Venezuela’s Maduro Sworn in For Third Term Amid Outrages

Venezuela’s authoritarian president, Nicolás Maduro, has been​ accused of a shameless and fraudulent power-grab after swearing himself in for a third term, despite domestic outrage and international condemnation at his alleged theft of last year’s election.

“This is a great victory for Venezuelan democracy,” the 62-year-old autocrat boasted during a sparsely attended oath-taking ceremony in Caracas that was boycotted by the leaders of democratic nations.

​As Maduro extended his 12-year rule, the US announced a $65m bounty for his arrest and those of two close allies on international drug-trafficking charges and rejected Maduro’s claim to the presidency.

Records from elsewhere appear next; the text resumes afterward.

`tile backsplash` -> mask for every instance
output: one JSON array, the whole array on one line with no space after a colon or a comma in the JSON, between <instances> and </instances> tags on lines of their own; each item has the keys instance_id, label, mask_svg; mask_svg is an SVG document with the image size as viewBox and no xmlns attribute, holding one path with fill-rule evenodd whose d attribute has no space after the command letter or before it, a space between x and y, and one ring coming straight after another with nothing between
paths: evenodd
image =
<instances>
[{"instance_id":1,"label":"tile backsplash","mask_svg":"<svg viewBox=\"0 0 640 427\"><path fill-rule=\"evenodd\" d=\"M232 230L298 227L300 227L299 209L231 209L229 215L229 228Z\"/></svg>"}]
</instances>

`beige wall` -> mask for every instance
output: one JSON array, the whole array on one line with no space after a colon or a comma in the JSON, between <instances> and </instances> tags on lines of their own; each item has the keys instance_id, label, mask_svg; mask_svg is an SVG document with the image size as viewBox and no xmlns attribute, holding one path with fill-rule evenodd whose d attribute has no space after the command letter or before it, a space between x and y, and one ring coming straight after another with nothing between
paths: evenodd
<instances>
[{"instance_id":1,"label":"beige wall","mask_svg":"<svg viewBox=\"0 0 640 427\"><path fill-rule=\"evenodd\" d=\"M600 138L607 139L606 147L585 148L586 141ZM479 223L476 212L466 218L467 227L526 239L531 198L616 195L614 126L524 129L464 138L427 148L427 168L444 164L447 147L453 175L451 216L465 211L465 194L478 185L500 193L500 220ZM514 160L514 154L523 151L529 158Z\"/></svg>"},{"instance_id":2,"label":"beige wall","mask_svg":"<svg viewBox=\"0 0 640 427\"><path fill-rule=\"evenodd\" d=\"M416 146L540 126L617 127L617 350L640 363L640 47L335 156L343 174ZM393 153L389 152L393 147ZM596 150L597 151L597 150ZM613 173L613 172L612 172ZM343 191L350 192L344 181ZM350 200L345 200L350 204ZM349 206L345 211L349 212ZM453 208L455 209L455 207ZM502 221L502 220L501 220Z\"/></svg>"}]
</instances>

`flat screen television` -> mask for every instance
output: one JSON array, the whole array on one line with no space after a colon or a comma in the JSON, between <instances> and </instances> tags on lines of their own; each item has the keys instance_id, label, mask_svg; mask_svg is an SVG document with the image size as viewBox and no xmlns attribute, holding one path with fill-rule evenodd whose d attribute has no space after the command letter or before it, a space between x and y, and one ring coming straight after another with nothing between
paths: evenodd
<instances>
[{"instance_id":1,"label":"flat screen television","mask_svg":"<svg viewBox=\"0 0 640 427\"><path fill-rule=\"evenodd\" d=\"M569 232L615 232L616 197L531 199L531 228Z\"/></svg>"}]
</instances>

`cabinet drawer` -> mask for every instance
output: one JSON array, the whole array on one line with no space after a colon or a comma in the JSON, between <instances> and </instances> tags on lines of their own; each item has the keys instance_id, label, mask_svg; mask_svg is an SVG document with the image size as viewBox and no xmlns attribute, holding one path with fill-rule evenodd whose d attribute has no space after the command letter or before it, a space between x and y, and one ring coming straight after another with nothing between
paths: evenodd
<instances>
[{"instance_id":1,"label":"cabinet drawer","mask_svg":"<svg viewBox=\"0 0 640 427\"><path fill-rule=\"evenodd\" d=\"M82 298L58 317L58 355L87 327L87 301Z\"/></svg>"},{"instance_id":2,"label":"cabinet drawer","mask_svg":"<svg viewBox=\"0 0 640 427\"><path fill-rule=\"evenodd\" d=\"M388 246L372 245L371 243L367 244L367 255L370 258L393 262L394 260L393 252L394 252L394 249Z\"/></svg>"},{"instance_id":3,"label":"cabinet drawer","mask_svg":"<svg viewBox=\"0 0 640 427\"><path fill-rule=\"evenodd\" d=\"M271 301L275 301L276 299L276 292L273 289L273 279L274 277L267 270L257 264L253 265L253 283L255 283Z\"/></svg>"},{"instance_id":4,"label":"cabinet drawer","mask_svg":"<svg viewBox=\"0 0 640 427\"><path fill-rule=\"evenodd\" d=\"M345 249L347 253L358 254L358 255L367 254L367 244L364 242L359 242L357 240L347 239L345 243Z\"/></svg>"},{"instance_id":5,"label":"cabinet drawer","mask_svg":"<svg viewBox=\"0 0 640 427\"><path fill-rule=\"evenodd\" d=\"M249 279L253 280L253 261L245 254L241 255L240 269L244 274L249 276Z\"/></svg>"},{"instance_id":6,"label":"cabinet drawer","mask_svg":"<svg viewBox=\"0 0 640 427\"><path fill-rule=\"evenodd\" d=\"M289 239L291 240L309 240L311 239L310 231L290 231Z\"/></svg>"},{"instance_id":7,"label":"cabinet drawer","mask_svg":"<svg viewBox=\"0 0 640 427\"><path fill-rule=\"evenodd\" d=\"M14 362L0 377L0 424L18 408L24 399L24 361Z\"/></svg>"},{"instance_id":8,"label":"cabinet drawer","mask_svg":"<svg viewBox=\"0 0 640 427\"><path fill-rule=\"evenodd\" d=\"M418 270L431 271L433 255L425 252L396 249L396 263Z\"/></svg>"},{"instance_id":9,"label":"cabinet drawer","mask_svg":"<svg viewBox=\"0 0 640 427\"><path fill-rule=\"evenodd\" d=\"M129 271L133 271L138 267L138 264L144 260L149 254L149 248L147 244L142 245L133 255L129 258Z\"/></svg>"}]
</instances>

Maduro, who has led Venezuela in an increasingly repressive direction since being democratically elected in 2013, has failed to produce any proof that he won the 28 July vote. His opponents have published detailed evidence that their candidate, Edmundo González, was the actual winner thanks to widespread public anger at Venezuela’s economic collapse.

But on Friday morning, it was Maduro, who has refused to relinquish power and been backed by military and security chiefs, who had Venezuela’s yellow, blue and red presidential sash draped over his shoulders at the national assembly.

Among those who skipped the event in protest were the leftwing presidents of Brazil and Colombia, Luiz Inácio Lula da Silva and Gustavo Petro, longstanding regional allies who have refused to recognize Maduro’s claim to victory.

However, the presidents of Cuba and Nicaragua, Miguel Díaz-Canel and Daniel Ortega, occupied front row seats, leaders of China and Russia, Xi Jinping and Vladimir Putin, also sent envoys.

In a rambling but defiant 90-minute speech, Maduro claimed he was spearheading “a democratizing revolution” in Venezuela and cast himself as the fearless anti-imperialist leader of an “eminently democratic project” inspired by Latin America’s independence heroes.

He lambasted his political foes as violent and “putrid” fascists and oligarchs, calling Argentina’s rightwing president, Javier Milei, a far-right “Zionist Nazi” and “social sadist”.

“I wasn’t made president by the US government or the pro-imperialist governments of the Latin American right,” Maduro declared. “I come from the people. I am of the people – and my power emanates from history and from the people!”

Maduro’s swearing-in prompted a fresh outburst of international condemnation, including from members of the political left, which the Venezuelan strongman purports to represent.

Meanwhile, the US announced it was increasing its reward for information leading to the arrest of Maduro and his interior minister, Diosdado Cabello, for alleged drug trafficking offences, to $25m, and created a reward of $15m for information leading to the capture of Maduro’s longstanding defense minister, Vladimir Padrino López.